It is often seen as the scourge of modern society, but now a new study argues that modern plastics are a valuable archive documenting activities and behaviours at a crucial time in human history.

The UN estimates that 400 million tonnes of plastic is produced every year, posing one of the biggest threats to the environment. And apart from the environmental impact, microplastic particles routinely infiltrate water, soil and air and connect with humans, animals and plants.
However, lead author Professor John Schofield from the University of York in England, says plastics also help to tell the story of the modern era.
"It is easy to view plastics as a toxic legacy and the cause of environmental harm, which of course they are. But as archaeologists we can also view them from another angle entirely – as a valuable archive that documents human impacts on planetary health," he says.
"Plastics are everywhere - from the deep ocean to high mountains - so are ubiquitous, resilient, and toxic as they continually break down, eventually to nano scale."

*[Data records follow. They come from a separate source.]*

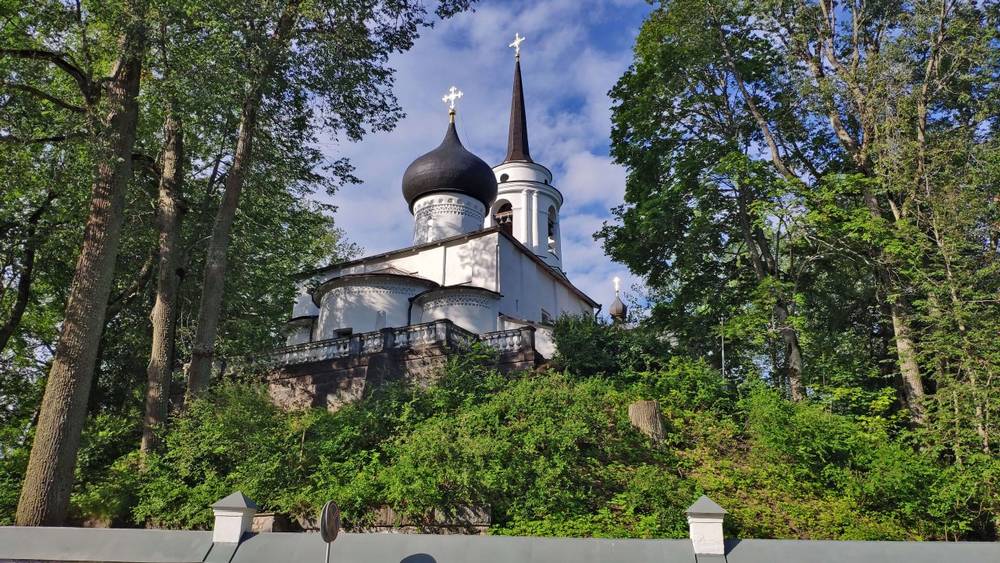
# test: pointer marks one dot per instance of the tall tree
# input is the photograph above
(846, 100)
(111, 105)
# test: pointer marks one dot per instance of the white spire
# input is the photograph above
(517, 45)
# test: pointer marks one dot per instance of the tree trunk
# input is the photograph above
(765, 265)
(906, 351)
(27, 271)
(793, 353)
(49, 477)
(210, 309)
(163, 316)
(645, 416)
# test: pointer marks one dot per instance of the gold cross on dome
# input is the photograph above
(451, 97)
(517, 45)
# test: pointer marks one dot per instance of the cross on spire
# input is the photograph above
(517, 45)
(451, 97)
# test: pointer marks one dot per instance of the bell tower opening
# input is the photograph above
(504, 217)
(552, 228)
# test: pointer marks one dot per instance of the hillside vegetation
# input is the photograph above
(552, 452)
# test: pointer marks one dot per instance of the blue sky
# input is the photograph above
(574, 52)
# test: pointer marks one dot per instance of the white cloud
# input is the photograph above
(568, 68)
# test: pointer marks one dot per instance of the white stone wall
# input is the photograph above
(365, 304)
(528, 289)
(471, 262)
(469, 308)
(304, 305)
(377, 301)
(442, 215)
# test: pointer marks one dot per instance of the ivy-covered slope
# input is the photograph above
(551, 453)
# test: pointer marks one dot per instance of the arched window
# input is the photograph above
(504, 216)
(552, 230)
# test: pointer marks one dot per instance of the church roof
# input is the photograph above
(517, 135)
(450, 168)
(555, 272)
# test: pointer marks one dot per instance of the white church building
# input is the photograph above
(486, 263)
(486, 253)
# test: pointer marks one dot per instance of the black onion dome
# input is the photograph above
(450, 168)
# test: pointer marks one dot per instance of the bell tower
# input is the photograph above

The new paper, including Flinders University experts including archaeologist Associate Professor Alice Gorman, questions how society should view an archaeological record that represents such a valuable archive documenting activities and behaviours at a crucial time in human history, while at the same time being a dangerous contaminant, threatening planetary health.
Professor Schofield, who is also affiliated with Flinders University, worked with a cross-disciplinary team of researchers from archaeology, history, chemistry and earth sciences at Flinders to carry out the study.
Along with fellow UK academic Dr Fay Couceiro, and Dr Alessandro Antonello from the University of Tasmania, the paper explores the potential to use the planet's Plastic Age as a way to study people's relationship with the world, in the same way that archaeologists study these relationships in the deeper past, through the evidence of stone tools, metal and ceramics.
The Plastic Age, in contrast to earlier named periods, started simultaneously all around the globe in the 1950s and is thus a global phenomenon which is deeply entrenched in other contemporary global issues such as consumerism, habitat destruction and the combustion of fossil fuels.
The study, published in the journal Cambridge Prisms: Plastics, argues that archaeology is in a perfect position to shine a light on the processes of plastic pollution as well as create a record of contemporary events and human behaviours: an 'archaeology of us'.
In recent years, archaeology has come to be defined more broadly, to not only study the deeper past but also how people in contemporary societies interact with the world around them, through studying the material culture they leave behind.

The authors of this study say we should view the environment as an archaeological archive whose record can be studied with a view to both understanding and helping to reduce plastic pollution. To do this, they suggest focusing interventions at the moment when plastics move from everyday use to discarded contexts.
Professor Schofield adds: "Only recently have archaeologists started taking an interest in plastics, and it is vital that they do. We need this archive, both to help us understand and try to reduce our impacts now but also to ensure people can understand these impacts in the future."
Flinders University Professor of Archaeology Alice Gorman says: "Our aim is to show how plastics are more than just pollution – they're a record of human behaviour in the contemporary world that extends from the deepest oceans to the furthest reaches of the solar system, everywhere that spacecraft have travelled. There are even plastics on the Moon.
"Archaeology ties all these environments together because it looks at how human materials decay in different conditions.